Chris's grandfather had suffered a heart attack and at that moment, we needed to start CPR. Chris began CPR and continued until the ambulance came; another 45 minutes of CPR and the EMTs declared that Chris's grandfather had passed away.
It was a traumatic experience for all who witnessed it. It was worse for Chris because he and his grandfather Ernie held such a deep, special bond. Ernie was Chris's best man in our wedding. He never missed one of Chris's concerts or football games, or birthdays. He and Chris talked weekly. Chris considered him a father figure and an incredible man of faith. Many of the qualities I love about Chris are qualities his grandfather modeled.
As for as the failed pregnancy, honestly, we haven't had time to process it. I got a voicemail from Shady Grove only minutes after the hearse left Chris's grandfather's house, telling us that we were not pregnant. The timing of the day was just incredible.
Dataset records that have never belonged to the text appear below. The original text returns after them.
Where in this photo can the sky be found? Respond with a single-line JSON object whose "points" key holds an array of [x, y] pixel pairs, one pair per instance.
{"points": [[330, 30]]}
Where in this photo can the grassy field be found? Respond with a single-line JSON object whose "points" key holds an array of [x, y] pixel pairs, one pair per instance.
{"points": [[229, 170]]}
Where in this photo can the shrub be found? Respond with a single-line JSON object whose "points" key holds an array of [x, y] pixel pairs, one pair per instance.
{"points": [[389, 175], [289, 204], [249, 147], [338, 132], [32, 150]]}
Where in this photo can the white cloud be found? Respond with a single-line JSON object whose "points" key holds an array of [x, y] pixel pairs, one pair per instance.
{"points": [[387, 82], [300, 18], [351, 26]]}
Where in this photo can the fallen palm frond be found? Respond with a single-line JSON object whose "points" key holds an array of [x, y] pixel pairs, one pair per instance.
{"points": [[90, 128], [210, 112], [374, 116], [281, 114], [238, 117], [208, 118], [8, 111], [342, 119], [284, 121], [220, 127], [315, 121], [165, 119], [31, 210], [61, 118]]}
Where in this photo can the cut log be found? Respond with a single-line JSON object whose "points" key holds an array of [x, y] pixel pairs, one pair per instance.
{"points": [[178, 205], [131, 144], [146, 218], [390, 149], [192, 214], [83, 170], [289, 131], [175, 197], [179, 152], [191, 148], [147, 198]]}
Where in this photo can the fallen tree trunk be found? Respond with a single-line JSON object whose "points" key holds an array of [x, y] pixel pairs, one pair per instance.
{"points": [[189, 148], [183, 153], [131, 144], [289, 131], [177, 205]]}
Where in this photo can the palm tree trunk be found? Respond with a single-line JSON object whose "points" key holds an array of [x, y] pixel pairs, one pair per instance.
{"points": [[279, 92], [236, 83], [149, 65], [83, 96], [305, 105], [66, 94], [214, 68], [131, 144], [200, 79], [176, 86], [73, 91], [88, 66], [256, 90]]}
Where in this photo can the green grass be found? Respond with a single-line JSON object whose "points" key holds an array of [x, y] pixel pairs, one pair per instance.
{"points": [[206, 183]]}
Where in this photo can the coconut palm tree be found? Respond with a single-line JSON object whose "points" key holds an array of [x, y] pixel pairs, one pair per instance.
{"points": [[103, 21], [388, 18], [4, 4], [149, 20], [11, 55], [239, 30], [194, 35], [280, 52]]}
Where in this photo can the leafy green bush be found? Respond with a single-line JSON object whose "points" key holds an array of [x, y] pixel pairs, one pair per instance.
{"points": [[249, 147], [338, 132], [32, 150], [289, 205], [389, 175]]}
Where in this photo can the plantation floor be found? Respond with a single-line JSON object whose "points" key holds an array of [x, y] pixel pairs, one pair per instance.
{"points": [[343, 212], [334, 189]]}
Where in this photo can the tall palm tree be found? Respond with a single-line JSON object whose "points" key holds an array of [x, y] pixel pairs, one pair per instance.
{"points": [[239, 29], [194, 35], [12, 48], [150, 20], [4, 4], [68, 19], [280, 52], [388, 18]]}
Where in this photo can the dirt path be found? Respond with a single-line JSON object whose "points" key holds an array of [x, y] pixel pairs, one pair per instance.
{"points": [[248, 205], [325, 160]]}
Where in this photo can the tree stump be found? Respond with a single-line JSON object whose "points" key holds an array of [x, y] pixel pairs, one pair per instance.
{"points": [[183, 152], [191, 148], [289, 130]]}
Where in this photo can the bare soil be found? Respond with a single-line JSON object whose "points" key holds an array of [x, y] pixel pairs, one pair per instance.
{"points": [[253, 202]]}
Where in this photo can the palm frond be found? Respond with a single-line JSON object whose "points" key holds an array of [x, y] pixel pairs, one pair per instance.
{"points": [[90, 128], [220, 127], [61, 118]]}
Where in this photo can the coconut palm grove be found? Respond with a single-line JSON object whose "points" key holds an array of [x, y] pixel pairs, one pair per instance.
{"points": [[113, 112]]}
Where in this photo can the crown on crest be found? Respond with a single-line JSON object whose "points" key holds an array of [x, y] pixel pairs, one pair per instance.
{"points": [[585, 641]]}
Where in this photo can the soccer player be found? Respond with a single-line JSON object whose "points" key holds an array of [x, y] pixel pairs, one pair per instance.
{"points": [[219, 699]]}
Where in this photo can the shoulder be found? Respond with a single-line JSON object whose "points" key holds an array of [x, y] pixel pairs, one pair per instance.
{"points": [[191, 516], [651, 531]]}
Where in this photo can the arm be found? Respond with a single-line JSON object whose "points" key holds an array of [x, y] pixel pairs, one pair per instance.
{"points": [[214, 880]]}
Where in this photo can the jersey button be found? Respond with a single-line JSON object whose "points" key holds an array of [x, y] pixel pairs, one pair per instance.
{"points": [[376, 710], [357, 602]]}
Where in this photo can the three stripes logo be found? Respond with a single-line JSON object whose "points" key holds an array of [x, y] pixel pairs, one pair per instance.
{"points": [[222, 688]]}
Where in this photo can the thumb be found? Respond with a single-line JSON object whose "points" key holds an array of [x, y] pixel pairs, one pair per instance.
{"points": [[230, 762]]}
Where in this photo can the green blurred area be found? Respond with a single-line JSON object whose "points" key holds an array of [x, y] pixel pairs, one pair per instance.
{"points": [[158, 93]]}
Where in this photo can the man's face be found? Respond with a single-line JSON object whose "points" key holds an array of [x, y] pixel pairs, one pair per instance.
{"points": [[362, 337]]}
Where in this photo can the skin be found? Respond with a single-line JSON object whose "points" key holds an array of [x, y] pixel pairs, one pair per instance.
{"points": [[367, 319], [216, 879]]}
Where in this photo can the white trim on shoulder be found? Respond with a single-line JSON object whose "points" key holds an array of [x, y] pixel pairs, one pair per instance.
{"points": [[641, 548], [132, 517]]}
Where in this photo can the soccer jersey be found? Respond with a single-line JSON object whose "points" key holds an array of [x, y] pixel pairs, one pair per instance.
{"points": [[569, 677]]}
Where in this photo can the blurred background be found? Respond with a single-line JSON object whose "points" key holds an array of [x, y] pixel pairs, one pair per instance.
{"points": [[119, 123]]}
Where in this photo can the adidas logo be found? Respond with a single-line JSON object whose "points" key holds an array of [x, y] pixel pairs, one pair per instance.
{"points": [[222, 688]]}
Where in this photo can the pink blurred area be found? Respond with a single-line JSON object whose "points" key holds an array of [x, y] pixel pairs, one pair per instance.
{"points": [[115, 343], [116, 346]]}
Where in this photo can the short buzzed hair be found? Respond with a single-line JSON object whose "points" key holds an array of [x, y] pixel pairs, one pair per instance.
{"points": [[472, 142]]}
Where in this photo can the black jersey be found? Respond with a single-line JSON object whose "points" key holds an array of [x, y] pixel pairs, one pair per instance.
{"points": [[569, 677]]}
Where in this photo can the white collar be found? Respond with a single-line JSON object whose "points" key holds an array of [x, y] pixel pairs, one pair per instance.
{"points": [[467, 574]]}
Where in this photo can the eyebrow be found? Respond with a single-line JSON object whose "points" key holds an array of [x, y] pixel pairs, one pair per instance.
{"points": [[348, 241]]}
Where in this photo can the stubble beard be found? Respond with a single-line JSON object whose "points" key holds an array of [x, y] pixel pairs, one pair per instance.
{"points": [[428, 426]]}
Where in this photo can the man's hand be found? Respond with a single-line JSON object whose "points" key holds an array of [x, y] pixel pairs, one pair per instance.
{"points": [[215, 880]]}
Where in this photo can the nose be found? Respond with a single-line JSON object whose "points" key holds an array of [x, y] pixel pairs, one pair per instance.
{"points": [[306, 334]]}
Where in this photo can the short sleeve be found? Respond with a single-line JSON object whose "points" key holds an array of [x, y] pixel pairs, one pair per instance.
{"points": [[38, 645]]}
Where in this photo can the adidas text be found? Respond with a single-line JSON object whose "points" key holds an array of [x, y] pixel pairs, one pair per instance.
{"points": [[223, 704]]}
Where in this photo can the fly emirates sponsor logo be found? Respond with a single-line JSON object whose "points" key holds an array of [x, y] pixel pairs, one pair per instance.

A few days have gone by. The funeral was yesterday. Chris spoke and I sang and it was a lovely tribute to a sweet, faithful man.
I know Ernie loved Gabe and loved seeing his grandson so happy as a new father. His unexpected passing is just another reminder that God is in control. He's sovereign. His timing is His timing; we don't get to dictate it. Even in my sadness, I am ever so mindful of the gift that I have in Chris as my husband and Gabe as my son. I don't want to ever take that for granted.